Effortless bliss is not the result of movements of subtle energy or the modification of any objects of awareness. Bliss is inherent in Consciousness Itself and, as such, cannot be created or destroyed. Under the conditioned mode of consciousness (delusion), it is blocked—partially or wholly—by the resistance to subtle and gross mental objects. Once the supreme stage of no-mind has been reached, it is recognized directly that Consciousness Itself, identical with the True Subject, is the supreme bliss already.
This simple recognition of effortless bliss will not inhere in a mind that is subject to the vicissitudes of desire, clinging, and resistance. It is only, as the Dzogchen Tantra says, "realized through the non-conceptual state and the absence of desire." Desire, as was mentioned, can only be transcended through the recognition of misidentification with subtle objects, and these include very subtle concepts regarding the presumed relationships between supposed entities and objects. In Truth, all entities and objects are intrinsically non-existent modes of Light—Consciousness that has been seemingly dimmed from itself due to habitual conditioning.

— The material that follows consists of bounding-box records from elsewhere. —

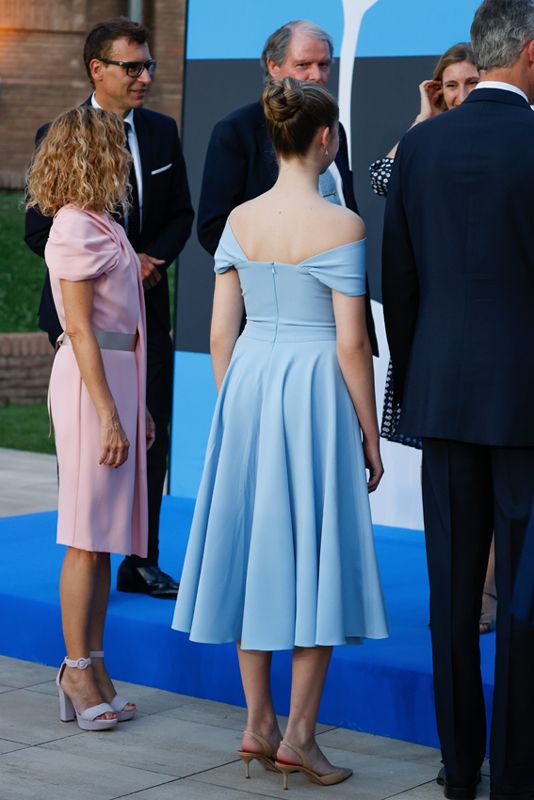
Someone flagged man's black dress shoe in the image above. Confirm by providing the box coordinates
[436,767,486,800]
[117,561,180,600]
[490,784,534,800]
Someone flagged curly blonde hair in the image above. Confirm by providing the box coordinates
[26,106,132,216]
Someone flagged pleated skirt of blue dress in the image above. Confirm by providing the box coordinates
[172,335,388,650]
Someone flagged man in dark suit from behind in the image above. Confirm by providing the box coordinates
[25,17,193,598]
[197,20,378,355]
[383,0,534,800]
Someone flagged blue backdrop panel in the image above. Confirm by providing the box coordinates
[0,506,495,745]
[169,350,216,497]
[187,0,480,60]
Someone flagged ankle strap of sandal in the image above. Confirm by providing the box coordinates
[64,656,91,669]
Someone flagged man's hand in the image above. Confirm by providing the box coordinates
[137,253,165,289]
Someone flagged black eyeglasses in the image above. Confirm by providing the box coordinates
[98,58,157,78]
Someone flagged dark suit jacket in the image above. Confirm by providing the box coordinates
[382,89,534,447]
[197,102,378,355]
[24,100,194,342]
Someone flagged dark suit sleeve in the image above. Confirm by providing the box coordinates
[382,144,419,403]
[24,125,52,258]
[144,120,195,268]
[336,123,360,214]
[197,120,247,255]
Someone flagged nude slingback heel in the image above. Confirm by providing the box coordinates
[237,731,278,778]
[274,739,352,789]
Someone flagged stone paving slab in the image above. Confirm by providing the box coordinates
[0,748,178,800]
[0,657,448,800]
[0,447,57,517]
[45,714,245,778]
[388,777,489,800]
[192,752,437,800]
[0,656,57,694]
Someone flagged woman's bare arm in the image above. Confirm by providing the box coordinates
[60,280,130,467]
[210,268,243,391]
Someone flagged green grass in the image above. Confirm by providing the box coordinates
[0,190,45,333]
[0,403,56,453]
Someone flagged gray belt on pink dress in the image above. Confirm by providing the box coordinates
[56,329,138,351]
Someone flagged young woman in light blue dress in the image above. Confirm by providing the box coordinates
[173,78,387,786]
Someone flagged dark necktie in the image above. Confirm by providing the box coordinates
[121,121,141,250]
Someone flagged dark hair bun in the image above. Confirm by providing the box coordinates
[262,78,304,125]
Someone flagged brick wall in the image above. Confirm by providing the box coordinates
[0,333,54,406]
[0,0,186,188]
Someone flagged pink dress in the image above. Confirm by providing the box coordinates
[45,206,148,557]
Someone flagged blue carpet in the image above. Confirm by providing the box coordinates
[0,497,495,746]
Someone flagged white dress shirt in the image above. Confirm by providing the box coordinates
[475,79,530,105]
[91,92,143,229]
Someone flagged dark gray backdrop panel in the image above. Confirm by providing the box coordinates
[175,56,436,353]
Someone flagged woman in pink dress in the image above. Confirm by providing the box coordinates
[28,107,154,730]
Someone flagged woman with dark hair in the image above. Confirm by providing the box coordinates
[369,42,480,196]
[369,42,497,633]
[28,106,154,731]
[173,78,388,787]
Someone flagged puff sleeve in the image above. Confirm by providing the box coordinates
[214,222,244,274]
[302,239,367,297]
[45,206,120,281]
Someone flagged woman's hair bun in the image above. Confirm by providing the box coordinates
[262,78,304,125]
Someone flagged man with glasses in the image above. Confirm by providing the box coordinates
[25,18,193,598]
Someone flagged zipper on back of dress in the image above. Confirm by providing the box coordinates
[271,261,280,345]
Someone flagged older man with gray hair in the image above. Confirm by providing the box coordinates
[197,19,378,355]
[382,0,534,800]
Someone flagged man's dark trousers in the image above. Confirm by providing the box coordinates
[423,438,534,786]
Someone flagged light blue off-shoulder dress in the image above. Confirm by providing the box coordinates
[172,223,388,650]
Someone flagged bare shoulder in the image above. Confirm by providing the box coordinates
[228,197,259,227]
[323,202,365,247]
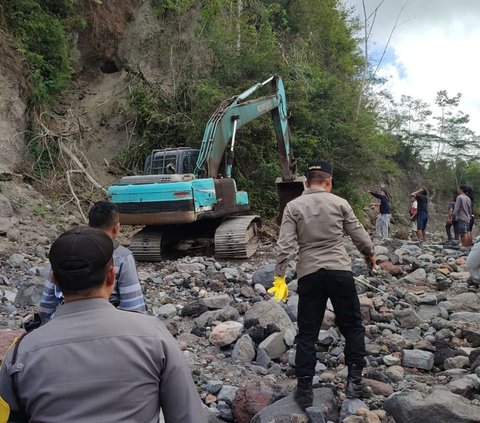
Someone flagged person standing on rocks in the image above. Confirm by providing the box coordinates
[269,161,375,409]
[0,227,207,423]
[453,185,473,247]
[38,201,146,323]
[370,189,392,238]
[408,195,418,239]
[410,188,428,241]
[445,194,458,243]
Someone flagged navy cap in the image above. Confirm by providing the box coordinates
[49,226,113,280]
[307,160,333,175]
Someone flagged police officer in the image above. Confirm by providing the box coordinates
[269,161,375,409]
[38,201,147,323]
[0,227,207,423]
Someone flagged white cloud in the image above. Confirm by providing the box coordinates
[346,0,480,133]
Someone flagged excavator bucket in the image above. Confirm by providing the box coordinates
[275,176,306,225]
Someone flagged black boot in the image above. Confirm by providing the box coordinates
[345,364,372,398]
[293,376,313,410]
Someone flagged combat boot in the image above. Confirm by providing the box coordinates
[293,376,313,410]
[345,364,373,398]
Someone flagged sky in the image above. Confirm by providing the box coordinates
[343,0,480,134]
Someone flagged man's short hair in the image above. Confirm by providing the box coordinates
[88,201,118,230]
[49,226,113,294]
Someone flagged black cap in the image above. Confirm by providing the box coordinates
[49,226,113,280]
[307,160,333,175]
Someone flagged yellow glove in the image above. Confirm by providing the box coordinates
[267,276,288,301]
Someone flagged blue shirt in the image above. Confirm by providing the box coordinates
[370,191,391,214]
[38,245,147,323]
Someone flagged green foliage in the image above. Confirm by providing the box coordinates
[121,0,404,216]
[0,0,80,105]
[151,0,196,17]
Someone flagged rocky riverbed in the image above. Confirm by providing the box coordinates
[0,187,480,423]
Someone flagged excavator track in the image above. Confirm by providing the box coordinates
[215,216,260,258]
[130,228,163,261]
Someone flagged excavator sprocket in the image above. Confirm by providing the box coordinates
[130,228,163,261]
[215,216,260,258]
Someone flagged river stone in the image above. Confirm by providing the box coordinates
[202,294,231,310]
[14,278,45,307]
[417,305,442,322]
[177,263,205,273]
[400,269,427,285]
[402,350,435,370]
[232,335,255,363]
[208,321,243,347]
[245,300,295,333]
[250,388,338,423]
[384,389,480,423]
[232,380,286,423]
[259,332,286,360]
[393,308,422,329]
[252,263,275,289]
[448,292,480,312]
[450,311,480,323]
[0,193,13,218]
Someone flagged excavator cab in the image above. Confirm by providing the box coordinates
[144,147,199,175]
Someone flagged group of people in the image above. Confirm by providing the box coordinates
[0,161,420,423]
[0,202,207,423]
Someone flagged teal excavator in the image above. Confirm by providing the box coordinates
[108,76,304,261]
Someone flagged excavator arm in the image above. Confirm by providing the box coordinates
[194,76,296,181]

The state of no-mind does not entail the extinction of mental objects. A state absent of mental forms is found in deep sleep and in formless samadhi, both of which are temporary conditions of consciousness. In the supreme effortless condition, thoughts are free to come and go, but no longer have the power to bind attention and constrict awareness to the conditioned subject-object mode of consciousness.
Only through the death of the mind, in the state of no-mind—the concept-free state—can bliss manifest as the light beyond and through which all thoughts and apparent objects arise. This bliss is natural—it is obvious and unmodified. This bliss is total—nothing exists or can exist outside of it. This bliss is completely satisfying—all desires having been extinguished, nothing is left but peaceful rest. This bliss is freedom—nothing can oppose or confine it. This bliss is the supreme, effortless, divine self-disclosure, bringing to an end all struggle, all seeking, all doubt.
Having achieved the supreme goal, all duality is dissolved in effortless bliss. The effortless abidance of supreme bliss resides timelessly—as past and future are only mental constructs. The effortless abidance of supreme bliss spontaneously gives rise to all phenomena. The effortless abidance of supreme bliss transcends all activities of the body-mind. The effortless abidance of supreme bliss annihilates concepts of self and other, inner and outer. Thus, the effortless abidance of supreme bliss culminates the spiritual path, is the fount of all true knowledge, gives birth to all worlds, and is the True Body of all beings.
-Matt, Fall 2014
1) Non-Dual Consciousness: The Flood Tide of Bliss (Sri Ramana Anubati); Sri Muruganar; p.88, v.513.
2) The Supreme Source: The Fundamental Tantra of the Dzogchen Semde (Kunjed Gyalpo); Chogyal Namkhai Norbu and Adriano Clemente; p.195.
3) The Sufi Path of Knowledge: Ibn al-'Arabi's Metaphysics of Imagination, William Chittick, p.212, p.215.